I described Broadcom as “increasingly one of the most-feared technology companies in the world” in 2017. It was, at the time, basically a key supplier to Apple for WiFi and Bluetooth chips, as well as other chips and sensors used in iPhones, and had a market value of about US$110 billion. It was trying to gobble up rival chipmaker Qualcomm, which makes cellular baseband chips, through a hostile takeover.

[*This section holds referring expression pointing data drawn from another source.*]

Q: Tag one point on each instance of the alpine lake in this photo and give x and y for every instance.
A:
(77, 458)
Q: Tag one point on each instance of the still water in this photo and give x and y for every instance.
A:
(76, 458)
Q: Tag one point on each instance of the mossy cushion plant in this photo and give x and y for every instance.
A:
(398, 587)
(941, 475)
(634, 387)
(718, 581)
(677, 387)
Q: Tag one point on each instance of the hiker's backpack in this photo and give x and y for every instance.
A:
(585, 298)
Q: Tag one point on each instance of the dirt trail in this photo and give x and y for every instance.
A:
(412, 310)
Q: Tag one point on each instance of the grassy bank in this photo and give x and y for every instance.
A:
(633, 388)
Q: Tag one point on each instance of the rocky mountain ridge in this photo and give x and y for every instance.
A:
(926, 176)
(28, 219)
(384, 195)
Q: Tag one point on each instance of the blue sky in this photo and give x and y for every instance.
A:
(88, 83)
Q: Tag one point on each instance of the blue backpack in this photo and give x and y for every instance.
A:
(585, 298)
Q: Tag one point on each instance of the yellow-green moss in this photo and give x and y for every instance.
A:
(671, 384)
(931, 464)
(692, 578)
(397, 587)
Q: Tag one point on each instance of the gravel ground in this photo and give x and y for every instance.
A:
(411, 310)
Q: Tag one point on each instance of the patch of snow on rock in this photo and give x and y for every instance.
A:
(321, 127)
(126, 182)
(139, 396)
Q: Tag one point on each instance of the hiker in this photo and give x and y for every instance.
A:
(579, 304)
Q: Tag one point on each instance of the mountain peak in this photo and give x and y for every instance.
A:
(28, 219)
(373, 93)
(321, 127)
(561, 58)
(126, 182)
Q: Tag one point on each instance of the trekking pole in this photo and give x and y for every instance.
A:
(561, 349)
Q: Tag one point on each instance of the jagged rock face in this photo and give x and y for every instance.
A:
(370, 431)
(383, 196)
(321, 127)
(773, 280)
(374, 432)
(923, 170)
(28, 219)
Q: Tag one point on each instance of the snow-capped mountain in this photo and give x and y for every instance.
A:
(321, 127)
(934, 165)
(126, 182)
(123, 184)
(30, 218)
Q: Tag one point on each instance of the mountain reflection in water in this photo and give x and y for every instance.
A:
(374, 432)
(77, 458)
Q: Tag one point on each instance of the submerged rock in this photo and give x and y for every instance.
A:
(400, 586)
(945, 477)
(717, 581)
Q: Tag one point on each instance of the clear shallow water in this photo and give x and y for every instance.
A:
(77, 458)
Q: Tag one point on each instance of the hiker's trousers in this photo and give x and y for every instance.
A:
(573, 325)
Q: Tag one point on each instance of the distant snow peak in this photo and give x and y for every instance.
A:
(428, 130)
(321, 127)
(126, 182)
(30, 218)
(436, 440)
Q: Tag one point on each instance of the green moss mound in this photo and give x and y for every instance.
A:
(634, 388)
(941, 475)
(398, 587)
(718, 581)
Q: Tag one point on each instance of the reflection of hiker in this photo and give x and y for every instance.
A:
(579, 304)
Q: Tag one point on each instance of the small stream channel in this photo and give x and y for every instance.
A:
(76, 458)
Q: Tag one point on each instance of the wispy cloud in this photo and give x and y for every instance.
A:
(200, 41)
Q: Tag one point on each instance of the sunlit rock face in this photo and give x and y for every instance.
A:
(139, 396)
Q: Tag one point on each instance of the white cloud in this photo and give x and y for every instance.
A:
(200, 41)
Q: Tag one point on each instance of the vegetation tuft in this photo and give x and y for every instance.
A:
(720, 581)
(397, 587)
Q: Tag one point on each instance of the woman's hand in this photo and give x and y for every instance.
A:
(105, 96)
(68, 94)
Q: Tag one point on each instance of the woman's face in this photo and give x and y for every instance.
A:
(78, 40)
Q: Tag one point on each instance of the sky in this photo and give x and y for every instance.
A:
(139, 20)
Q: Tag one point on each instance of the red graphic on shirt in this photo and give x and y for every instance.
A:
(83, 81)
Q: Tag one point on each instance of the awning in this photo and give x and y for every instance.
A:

In November 2017, I wrote a cover story for The Edge Singapore (Issue 806, Nov 20, 2017), which explained how Penang-born Tan Hock Eng was moving a second-tier semiconductor firm Broadcom’s domicile from Singapore to the US and mounting a US$105.3 billion takeover of rival chip firm Qualcomm to create a company that could dwarf then giant Intel. “Can he pull off the largest tech deal in history?” the story asked, and then he laid out how Tan’s acquisitive ways might change the global semiconductor industry.
The week I wrote the story, Tan was in the White House, praising President Donald Trump, who was only in his ninth month in office, for his sweeping tax cut proposals. At the time, few CEOs were audacious enough to be in the White House lauding the then embattled President. Tan teared up as he recounted his journey as a skinny teenager from Penang who had risen to head a successful global chip player. “My mother could never have imagined that one day her son would be in the Oval Office standing beside the president of the United States,” he said in a voice choked with emotions. “And my mother, too,” Trump said as he put an arm around Tan.